Amid the pre-financial crisis excitement that buoyed a swath of Middle Eastern private equity houses, Riyadh-based Amwal AlKhaleej was one of the earliest and highest risers.
Since its creation in 2004, the firm – whose board includes members of Saudi Arabia’s Al-Muhaidib merchant family as well as Mohammed Alabbar, the Dubai property executive – has been one of the most active, straddling sectors ranging from financial services to media and construction.
Now, in a much-changed financial world, it faces another big test: can it find a lucrative way out of investments made in the boom years when asset valuations soared?
“Today, and over the coming years, it’s going to be about these investments that happened in ’06, ’07 – is it possible to exit and are these exits profitable?” says Fadi Arbid, the company’s chief executive.
For Amwal AlKhaleej and other regional private equity houses, the years leading up to the financial crisis were a time of easy fundraising and abundant investment opportunities. The firm’s first fund closed in 2005, and fully invested its cash in 2007, at the height of the boom. The second closed in 2007 and began to invest after that.
Amwal AlKhaleej is not alone in being confronted now with pre-crisis investment decisions. In its 2011 annual review released last month, the MENA Private Equity Association said 50 per cent of fund managers it surveyed expected valuations to be lower in 2012 than the previous year, complicating the prospects for funds needing to sell their assets and pay returns to investors.

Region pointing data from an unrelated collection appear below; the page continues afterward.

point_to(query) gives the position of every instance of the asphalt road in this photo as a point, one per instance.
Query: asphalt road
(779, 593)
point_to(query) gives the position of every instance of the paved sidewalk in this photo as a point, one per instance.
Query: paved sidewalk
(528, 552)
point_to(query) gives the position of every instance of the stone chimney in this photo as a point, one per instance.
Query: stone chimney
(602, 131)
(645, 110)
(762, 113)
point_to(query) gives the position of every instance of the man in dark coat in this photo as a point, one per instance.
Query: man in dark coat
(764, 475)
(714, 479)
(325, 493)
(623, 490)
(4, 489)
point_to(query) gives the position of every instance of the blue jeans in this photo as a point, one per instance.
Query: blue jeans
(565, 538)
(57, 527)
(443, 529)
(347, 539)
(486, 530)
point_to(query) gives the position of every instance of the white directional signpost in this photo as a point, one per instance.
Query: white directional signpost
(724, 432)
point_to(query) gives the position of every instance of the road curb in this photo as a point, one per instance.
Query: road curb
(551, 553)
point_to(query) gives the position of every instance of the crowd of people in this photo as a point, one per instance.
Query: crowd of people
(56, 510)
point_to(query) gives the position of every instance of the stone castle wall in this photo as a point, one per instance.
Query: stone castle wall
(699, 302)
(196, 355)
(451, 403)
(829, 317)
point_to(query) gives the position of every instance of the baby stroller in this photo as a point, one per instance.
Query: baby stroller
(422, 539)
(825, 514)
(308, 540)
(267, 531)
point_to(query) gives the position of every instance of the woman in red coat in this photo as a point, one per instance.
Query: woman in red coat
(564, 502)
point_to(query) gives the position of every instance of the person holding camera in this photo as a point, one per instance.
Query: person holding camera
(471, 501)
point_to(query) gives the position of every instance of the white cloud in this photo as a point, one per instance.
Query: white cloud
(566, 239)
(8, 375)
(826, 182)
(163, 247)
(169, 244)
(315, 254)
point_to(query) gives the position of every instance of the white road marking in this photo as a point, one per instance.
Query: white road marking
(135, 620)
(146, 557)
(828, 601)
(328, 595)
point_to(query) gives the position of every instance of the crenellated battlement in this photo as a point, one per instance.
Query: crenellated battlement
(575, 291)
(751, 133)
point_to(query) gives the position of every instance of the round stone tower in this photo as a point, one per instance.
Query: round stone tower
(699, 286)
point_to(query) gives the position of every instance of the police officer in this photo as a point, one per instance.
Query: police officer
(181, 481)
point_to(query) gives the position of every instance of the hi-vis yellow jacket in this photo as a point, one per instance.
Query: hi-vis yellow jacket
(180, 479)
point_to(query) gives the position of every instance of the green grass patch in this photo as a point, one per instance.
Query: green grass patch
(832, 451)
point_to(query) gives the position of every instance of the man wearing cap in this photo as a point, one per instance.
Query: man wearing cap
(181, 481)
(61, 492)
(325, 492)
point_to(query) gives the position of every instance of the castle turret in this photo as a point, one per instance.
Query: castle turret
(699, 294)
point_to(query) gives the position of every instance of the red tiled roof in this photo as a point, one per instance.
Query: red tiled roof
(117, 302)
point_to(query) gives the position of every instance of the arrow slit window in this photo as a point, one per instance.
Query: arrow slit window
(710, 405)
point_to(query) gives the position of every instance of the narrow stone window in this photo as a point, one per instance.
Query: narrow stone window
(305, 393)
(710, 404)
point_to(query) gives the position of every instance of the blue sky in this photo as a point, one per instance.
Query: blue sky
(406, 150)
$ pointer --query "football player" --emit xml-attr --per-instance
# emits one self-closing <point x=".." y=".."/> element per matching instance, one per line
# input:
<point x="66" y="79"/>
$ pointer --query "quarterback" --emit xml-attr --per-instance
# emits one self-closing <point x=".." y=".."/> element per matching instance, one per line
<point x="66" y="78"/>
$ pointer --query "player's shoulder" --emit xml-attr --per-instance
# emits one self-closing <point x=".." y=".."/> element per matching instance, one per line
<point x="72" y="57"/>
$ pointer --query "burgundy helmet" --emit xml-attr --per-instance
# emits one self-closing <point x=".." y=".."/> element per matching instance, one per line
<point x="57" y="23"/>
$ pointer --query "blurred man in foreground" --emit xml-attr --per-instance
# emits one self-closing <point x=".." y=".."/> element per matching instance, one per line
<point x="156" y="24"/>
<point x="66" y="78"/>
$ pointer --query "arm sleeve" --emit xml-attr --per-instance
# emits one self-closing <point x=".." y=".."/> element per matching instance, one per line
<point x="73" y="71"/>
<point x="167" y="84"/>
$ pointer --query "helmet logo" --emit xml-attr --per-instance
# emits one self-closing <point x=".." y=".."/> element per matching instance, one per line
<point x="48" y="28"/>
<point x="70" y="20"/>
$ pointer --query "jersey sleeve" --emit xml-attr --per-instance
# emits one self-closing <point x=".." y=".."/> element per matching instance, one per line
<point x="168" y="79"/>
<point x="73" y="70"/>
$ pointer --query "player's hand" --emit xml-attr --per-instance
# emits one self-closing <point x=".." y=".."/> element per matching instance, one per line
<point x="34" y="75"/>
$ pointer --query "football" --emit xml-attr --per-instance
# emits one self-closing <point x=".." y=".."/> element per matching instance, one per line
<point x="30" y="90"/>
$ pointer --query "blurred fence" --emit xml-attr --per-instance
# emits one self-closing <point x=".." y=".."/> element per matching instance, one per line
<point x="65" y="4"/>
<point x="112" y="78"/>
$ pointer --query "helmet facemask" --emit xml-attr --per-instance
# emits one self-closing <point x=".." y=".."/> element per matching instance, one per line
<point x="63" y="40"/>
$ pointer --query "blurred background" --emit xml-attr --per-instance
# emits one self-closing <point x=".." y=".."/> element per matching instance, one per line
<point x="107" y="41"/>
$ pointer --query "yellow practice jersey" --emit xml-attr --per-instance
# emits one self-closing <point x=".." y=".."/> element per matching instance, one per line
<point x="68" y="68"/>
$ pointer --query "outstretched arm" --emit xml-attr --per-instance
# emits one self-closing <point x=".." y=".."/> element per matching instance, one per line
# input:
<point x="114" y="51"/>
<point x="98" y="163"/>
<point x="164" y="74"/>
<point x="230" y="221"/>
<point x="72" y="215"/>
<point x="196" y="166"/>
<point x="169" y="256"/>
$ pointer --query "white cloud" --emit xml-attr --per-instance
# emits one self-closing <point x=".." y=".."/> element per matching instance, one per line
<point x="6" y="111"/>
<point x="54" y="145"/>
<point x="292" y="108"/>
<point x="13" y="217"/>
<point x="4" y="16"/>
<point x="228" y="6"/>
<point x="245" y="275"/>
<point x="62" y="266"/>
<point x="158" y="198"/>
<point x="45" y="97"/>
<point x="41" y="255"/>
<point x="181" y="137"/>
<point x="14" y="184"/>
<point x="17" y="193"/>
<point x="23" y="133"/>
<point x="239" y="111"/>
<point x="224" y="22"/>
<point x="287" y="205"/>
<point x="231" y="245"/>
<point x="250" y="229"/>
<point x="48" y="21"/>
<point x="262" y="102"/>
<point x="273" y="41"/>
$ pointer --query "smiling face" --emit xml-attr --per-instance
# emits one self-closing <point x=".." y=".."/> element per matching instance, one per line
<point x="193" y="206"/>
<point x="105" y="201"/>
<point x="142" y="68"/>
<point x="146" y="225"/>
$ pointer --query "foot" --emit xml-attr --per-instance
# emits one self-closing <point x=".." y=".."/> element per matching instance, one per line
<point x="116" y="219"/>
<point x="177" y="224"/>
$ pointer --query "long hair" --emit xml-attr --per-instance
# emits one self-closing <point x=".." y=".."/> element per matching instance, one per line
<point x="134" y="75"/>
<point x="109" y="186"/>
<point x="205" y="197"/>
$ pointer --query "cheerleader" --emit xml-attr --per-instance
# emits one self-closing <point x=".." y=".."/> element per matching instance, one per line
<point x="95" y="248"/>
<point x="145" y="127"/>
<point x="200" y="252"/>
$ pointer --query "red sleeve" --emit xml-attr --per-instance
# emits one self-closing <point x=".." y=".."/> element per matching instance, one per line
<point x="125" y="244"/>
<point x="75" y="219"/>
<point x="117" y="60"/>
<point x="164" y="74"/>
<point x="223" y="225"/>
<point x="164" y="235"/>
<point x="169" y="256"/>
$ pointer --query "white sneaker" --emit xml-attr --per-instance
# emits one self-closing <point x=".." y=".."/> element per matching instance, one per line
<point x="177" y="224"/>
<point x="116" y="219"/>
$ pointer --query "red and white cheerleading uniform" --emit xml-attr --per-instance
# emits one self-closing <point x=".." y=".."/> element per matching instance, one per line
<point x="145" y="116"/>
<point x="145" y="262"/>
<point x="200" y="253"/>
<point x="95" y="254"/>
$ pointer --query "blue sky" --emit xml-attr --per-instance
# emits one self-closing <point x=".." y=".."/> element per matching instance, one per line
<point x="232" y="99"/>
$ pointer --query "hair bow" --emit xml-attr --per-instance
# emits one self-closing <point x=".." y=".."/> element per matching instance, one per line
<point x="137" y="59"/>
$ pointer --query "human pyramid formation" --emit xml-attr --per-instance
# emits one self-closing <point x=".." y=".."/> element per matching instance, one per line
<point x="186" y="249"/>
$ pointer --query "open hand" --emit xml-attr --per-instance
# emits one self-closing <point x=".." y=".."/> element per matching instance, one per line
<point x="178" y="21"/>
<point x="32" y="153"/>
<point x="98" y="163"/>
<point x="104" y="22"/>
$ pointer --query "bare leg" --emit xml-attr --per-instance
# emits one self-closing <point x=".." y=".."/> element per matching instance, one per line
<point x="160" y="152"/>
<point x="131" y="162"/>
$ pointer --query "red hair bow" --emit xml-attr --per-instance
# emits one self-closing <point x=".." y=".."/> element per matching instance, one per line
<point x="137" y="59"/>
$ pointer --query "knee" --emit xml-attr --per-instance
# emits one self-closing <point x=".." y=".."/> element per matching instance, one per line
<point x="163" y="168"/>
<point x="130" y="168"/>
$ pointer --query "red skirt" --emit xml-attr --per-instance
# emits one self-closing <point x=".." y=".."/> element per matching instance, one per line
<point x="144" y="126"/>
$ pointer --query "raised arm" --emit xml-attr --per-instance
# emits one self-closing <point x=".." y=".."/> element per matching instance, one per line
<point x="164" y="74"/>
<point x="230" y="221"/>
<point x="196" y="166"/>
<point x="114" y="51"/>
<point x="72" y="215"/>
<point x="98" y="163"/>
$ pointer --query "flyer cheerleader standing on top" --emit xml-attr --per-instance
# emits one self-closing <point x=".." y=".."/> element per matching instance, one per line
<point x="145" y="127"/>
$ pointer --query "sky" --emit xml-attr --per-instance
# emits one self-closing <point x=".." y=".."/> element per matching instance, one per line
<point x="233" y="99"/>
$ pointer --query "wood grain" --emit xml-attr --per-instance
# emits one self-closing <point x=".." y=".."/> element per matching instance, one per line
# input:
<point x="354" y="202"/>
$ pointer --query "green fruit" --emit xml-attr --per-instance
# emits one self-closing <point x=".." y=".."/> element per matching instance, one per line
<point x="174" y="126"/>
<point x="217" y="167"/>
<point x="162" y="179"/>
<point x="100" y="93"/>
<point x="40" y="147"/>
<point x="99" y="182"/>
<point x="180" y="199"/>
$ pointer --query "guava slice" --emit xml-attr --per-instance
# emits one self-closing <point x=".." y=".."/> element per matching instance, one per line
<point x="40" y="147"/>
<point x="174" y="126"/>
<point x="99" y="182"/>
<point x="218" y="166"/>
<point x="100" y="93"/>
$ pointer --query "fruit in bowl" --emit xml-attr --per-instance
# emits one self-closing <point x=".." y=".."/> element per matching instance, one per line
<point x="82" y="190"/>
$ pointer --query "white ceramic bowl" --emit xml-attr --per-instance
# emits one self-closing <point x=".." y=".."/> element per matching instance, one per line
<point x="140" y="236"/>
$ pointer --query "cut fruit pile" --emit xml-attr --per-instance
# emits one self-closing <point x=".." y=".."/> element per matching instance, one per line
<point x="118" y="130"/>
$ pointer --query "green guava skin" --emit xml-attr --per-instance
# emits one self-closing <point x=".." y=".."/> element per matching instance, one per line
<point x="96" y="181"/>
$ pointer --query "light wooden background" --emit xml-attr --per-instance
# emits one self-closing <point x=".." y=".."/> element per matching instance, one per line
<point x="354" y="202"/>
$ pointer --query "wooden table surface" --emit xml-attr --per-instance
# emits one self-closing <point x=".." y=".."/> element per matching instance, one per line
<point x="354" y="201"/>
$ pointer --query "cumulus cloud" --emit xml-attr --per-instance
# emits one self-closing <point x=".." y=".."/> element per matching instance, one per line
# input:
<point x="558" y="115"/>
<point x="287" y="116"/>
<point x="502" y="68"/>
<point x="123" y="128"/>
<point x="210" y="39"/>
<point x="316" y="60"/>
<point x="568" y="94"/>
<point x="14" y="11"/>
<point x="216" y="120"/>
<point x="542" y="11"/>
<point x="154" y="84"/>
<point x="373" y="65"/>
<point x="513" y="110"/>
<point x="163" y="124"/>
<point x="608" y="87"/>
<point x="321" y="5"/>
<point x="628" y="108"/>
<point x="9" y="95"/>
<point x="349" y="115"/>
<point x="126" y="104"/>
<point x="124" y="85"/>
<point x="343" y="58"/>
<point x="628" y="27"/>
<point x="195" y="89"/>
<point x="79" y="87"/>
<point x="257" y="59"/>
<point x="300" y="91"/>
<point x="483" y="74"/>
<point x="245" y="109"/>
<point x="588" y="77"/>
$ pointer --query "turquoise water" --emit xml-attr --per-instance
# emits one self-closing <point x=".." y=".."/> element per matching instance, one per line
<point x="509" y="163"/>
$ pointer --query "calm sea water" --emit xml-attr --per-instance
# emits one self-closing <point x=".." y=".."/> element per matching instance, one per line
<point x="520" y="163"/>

According to a 2011 report that Amwal AlKhaleej carried out alongside the Wharton School of the University of Pennsylvania, about 218 investments were made by regional private equity funds between 2004 and 2009, but just 14 had resulted in exits.
But while other regional players have struggled to sell assets bought at top-dollar valuations, the firm has sold several of its investments since 2004, including multimillion-dollar stakes in the Lebanese lender Bank Audi and Acwa Power, the Saudi-based utility company.
The most recent exit was the initial public offering of Al-Tayyar Travel Group, the regional travel company, in Riyadh. After a failed IPO attempt in 2010, Amwal AlKhaleej made 10-times its money back.
“Making returns in this environment is harder,” says Mr Arbid. “But for us this was a good indication, the magnitude of the returns is quite impressive.”
The offering was more than six-times subscribed and raised more than SR8.3bn ($2.2bn). The retail subscription amounted to SR1.64bn, viewed as a positive indication of liquidity in the Saudi market.
As a Riyadh-based firm, exits in Saudi Arabia should be easier for Mr Arbid’s organisation. With that in mind, Amwal AlKhaleej is planning another exit in the next six to 12 months on home turf.
But further afield, exits may take longer to come to fruition. Amwal AlKhaleej, like other regional funds, is exposed to Egypt through investments that include stakes in Arab Cotton Ginning, the cotton producer, and the Egypt Propylene and Polypropylene Company, an industrial group.
Mr Arbid says his fund received much interest in one of the Egyptian companies before the revolution. Now the firm plans to make a sale in 12-18 months.
Beyond the turmoil in Egypt, Amwal AlKhaleej was also affected by the Dubai real estate crash, whose repercussions went far beyond the property market. An investment in a Dubai media company went sour when it became clear that advertising revenue was strongly correlated to the property boom.
“We took a systemic risk on the Dubai crisis,” Mr Arbid says. “We didn’t use leverage, otherwise we would have been under more pressure.”
That prudent approach to debt has been a big factor helping the firm avoid the fate of other regional players that have been squeezed by the tough market for refinancing. It has helped the company survive a shake-out in the Gulf’s private equity industry, and be well positioned for the strong economic rebound under way in Saudi Arabia. After postponing plans to launch a new fund this year, Amwal AlKhaleej expects to start marketing one to investors in 2013.
Even in Egypt, where valuations have faltered, Mr Arbid remains optimistic. “Our companies are doing extremely well, their operations have not been affected,” he says. “The problem is the perception of the value of the company.”